Our written surveys and interviews verify that most girls don’t sign up for tech-related classes. Most girls are signed up by parents or coaxed into coming by their friends. With that said, by the end of the week every girl leaves with confidence in themselves and their abilities in STEM.
From left to right: Jill Eiland, Aubrey Clark, Savannah, Lisa Neal-Graves, and Chelsea Hossaini
This transformation Girls Get IT! empowers girls that otherwise would have been missed and possibly never realized their potential in technology. 57% of STEM majors decide in high school; I knew since 5th grade. One week of positive activities with STEM ignites that spark in the girl that may design the next big thing for computers, or may launch the next mission to space, or even become an engineering teacher reaching kids and inspiring them to follow their passion making the world a better place.
This camp would not be possible without a lot of hard work from several people, especially Jim Fister, a mentor and long time supporter of the camps, Mr. Domes my technology teacher from Hillsboro High School who allowed us to use the facility and has always been supportive, and my mom who, without her encouragement, I would not believe that anything is possible. Thank you!
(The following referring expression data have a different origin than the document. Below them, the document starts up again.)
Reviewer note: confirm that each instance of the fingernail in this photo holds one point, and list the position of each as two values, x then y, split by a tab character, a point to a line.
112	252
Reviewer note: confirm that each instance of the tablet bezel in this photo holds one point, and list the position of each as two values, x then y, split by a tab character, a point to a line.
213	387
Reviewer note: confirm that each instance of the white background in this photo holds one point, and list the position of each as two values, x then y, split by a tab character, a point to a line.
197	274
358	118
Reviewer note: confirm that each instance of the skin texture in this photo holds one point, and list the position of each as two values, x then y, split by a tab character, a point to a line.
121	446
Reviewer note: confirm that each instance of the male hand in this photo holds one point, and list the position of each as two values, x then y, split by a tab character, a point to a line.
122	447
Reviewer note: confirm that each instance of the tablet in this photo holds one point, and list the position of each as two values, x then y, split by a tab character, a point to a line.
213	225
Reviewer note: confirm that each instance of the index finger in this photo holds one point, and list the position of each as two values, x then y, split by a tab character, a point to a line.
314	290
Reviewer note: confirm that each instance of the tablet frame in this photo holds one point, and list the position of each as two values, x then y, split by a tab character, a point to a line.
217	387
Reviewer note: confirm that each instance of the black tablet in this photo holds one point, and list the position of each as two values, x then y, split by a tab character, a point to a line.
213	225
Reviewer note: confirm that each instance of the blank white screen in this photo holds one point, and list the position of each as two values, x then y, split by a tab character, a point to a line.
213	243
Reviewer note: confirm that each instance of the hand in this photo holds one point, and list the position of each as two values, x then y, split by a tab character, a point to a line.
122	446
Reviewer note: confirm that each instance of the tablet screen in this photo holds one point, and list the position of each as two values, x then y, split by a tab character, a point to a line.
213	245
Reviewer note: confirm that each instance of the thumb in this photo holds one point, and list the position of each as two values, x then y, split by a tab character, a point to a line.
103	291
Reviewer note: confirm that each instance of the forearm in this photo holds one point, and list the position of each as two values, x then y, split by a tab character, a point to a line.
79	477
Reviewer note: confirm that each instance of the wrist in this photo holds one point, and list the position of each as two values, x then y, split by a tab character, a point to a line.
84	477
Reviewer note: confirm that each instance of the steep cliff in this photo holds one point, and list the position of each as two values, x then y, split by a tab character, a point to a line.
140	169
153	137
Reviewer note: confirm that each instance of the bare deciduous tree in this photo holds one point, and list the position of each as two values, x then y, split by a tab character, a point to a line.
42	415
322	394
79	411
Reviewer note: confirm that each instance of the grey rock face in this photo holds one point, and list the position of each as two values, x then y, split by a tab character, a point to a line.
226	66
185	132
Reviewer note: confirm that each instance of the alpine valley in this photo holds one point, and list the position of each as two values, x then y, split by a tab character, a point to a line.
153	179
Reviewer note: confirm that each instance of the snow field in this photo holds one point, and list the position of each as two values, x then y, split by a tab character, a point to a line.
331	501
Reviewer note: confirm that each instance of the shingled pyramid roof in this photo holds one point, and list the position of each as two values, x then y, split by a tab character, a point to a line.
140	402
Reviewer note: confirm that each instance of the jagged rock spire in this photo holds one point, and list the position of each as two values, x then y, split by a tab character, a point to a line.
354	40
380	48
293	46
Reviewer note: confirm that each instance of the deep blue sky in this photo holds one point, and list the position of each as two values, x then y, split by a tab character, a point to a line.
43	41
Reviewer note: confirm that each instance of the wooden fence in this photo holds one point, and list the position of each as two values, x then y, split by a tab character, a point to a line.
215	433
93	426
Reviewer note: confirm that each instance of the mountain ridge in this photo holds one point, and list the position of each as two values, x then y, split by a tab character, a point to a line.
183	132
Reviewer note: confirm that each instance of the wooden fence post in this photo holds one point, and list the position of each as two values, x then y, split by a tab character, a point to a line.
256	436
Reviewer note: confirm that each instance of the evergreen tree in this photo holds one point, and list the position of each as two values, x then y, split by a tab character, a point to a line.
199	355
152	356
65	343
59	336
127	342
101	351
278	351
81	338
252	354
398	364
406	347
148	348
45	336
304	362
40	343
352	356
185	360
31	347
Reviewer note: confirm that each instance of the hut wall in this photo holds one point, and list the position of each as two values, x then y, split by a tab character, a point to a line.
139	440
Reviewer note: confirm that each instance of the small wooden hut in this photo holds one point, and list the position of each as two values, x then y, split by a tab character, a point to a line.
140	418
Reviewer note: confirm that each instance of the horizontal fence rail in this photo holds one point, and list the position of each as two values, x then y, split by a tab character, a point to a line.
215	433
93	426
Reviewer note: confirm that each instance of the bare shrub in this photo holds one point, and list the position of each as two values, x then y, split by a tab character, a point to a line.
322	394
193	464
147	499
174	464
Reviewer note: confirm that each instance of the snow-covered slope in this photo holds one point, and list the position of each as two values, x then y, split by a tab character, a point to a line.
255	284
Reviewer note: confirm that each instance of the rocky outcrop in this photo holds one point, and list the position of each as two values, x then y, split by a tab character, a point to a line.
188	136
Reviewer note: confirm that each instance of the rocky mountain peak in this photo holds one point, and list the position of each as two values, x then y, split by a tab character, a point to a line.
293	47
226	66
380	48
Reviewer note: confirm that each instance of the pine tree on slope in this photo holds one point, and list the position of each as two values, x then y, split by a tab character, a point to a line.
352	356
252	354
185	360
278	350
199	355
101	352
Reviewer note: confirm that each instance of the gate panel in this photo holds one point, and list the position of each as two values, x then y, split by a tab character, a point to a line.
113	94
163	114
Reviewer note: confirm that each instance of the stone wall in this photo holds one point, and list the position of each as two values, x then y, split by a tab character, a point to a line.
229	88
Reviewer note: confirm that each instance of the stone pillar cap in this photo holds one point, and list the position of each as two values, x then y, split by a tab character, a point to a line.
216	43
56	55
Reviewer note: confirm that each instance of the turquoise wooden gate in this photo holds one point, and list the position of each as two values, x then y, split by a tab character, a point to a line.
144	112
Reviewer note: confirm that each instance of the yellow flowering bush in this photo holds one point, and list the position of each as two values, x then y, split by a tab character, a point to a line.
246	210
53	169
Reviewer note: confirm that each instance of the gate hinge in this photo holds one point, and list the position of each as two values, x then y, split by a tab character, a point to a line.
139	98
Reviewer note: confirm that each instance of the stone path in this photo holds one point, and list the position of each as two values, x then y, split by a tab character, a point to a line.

Without opportunities I never would have found my passion in technology. I look back on my experiences and a huge part of encouragement has been the community support. And as I look closer I see Intel’s role in providing both funding and volunteers towards opportunities for kids such as myself. With their help, Girls Get IT! has empowered over 230 girls and we are looking forward to expanding and providing more girls with opportunities to feel confident in STEM.
I am excited to see where Girls Get IT! is going next and am filled with joy that it is continuing even after I leave for college. I look forward and congratulate Ashley on the great job that she is going to do.
I am involved because of the opportunities. I have stayed because of the support from mentors. I am continuing because it is my passion to make a difference to advance and empower other girls and women.